20003463 Genetic polymorphisms in ERCC1 and XRCC1 genes might be prognostic factors in non-smoking female patients with lung adenocarcinoma.
17502833 These findings indicate that ERCC1 polymorphisms may contribute to the etiology of lung cancer. Further functional studies were warranted to elucidate the mechanism of the associations.
XRCC1 25684477 Our findings indicated that certain XRCC1 Arg399Gln variants might affect the susceptibility of lung cancer in Chinese population.
24175813 It is concluded that XRCC1 genotypes Gln/Gln and Arg/Gln may influence cancer susceptibility in patients with smoking habits and these functional SNPs in XRCC1 gene may act as attractive candidate biomarkers in lung cancer for diagnosis and prognosis.
22339849 Genetic polymorphisms in XRCC1 gene might be associated with overall survival and response to platinum-based chemotherapy in lung cancer patients.
20975374 Homozygous Trp/Trp variant genotype of XRCC1 Arg194Trp polymorphism could increase lung cancer risk in total population, especially in Asians.
20003463 Genetic polymorphisms in ERCC1 and XRCC1 genes might be prognostic factors in non-smoking female patients with lung adenocarcinoma.
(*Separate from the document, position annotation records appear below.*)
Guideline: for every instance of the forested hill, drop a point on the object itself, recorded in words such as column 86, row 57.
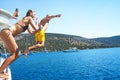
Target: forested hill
column 59, row 42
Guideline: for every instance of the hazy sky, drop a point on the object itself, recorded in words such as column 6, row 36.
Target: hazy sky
column 86, row 18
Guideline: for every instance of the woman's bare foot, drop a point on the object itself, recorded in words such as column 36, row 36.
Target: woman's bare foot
column 4, row 75
column 58, row 15
column 26, row 52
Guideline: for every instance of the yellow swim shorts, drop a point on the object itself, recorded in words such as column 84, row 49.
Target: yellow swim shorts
column 40, row 36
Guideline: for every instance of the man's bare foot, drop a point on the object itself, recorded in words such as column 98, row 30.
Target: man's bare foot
column 4, row 75
column 26, row 52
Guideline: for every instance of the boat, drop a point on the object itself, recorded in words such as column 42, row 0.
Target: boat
column 5, row 16
column 74, row 49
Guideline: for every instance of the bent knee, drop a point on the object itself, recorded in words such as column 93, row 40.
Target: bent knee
column 40, row 45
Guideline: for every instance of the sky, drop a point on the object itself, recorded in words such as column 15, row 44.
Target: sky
column 85, row 18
17952468 These findings suggest that genetic polymorphisms in the DNA repair genes may modulate overall lung cancer susceptibility and that pathological stage and XRCC1 Arg399Gln independently predicted overall survival among Indian lung cancer patients.
15840879 However, we cannot exclude the possibility that the OGG1 Ser326Cys and XRCC1 Arg194Trp polymorphisms play minor roles in lung carcinogenesis.
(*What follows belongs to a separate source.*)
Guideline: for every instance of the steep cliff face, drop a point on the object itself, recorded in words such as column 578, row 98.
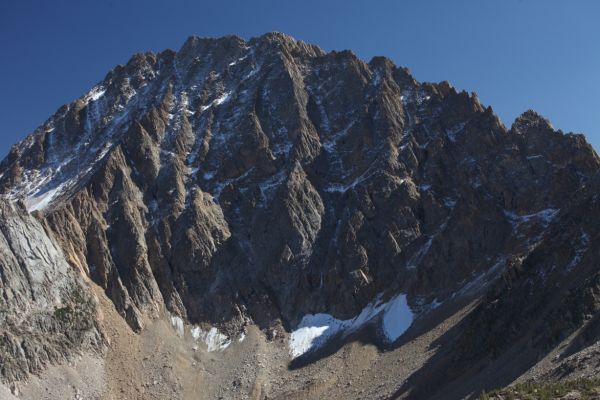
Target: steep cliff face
column 260, row 181
column 46, row 311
16875604 Those results suggest that the XRCC1 Arg194Trp and XPD Lys751Gln genetic polymorphisms may be associated with clinical responses to platinum-based chemotherapy in advanced non-small cell lung cancer.
Table 4 shows gene, PMID, and supported sentences. In the table, the “PMID” is reference which is generated by PubMed. By using the PMID, we can access literature data for the sentence. The “supported sentences” indicates sentences which are extracted by sentence extraction step in our method. As shown in Table 4, our method found useful knowledge for disease-gene relationships using extracted sentences. By using the sentences, we can extract useful knowledge for genes which cannot be validated by answer set.
V. CONCLUSIONS
In the present study, we attempted to infer disease-related genes using auxiliary verb. To decrease the number of inferred genes, we used conclusion section in the structured literature data. As a result, we can construct small disease-related gene-gene network. Using the network, we inferred top 10 genes and validated that the inferred genes have a relationship with lung cancer. Our experimental results showed that the proposed method is more useful than comparable methods to infer disease-related genes. Furthermore, our method can extract useful sentences which are involved in disease and gene. By using the sentences, the proposed method can find supported knowledge for genes which are not validated by answer set. Through answer set and supported sentences, the proposed method found 9 genes which are involved in lung cancer among the inferred top 10 genes. In this study, we used only conclusion section in literature data. In the further work, we will develop the proposed method to extract meaningful knowledge in other sections.
ACKNOWLEDGMENT
This work was supported by the National Research Foundation of Korea(NRF) grant funded by the Korea government(MSIP) (NRF-2015R1A2A1A05001845).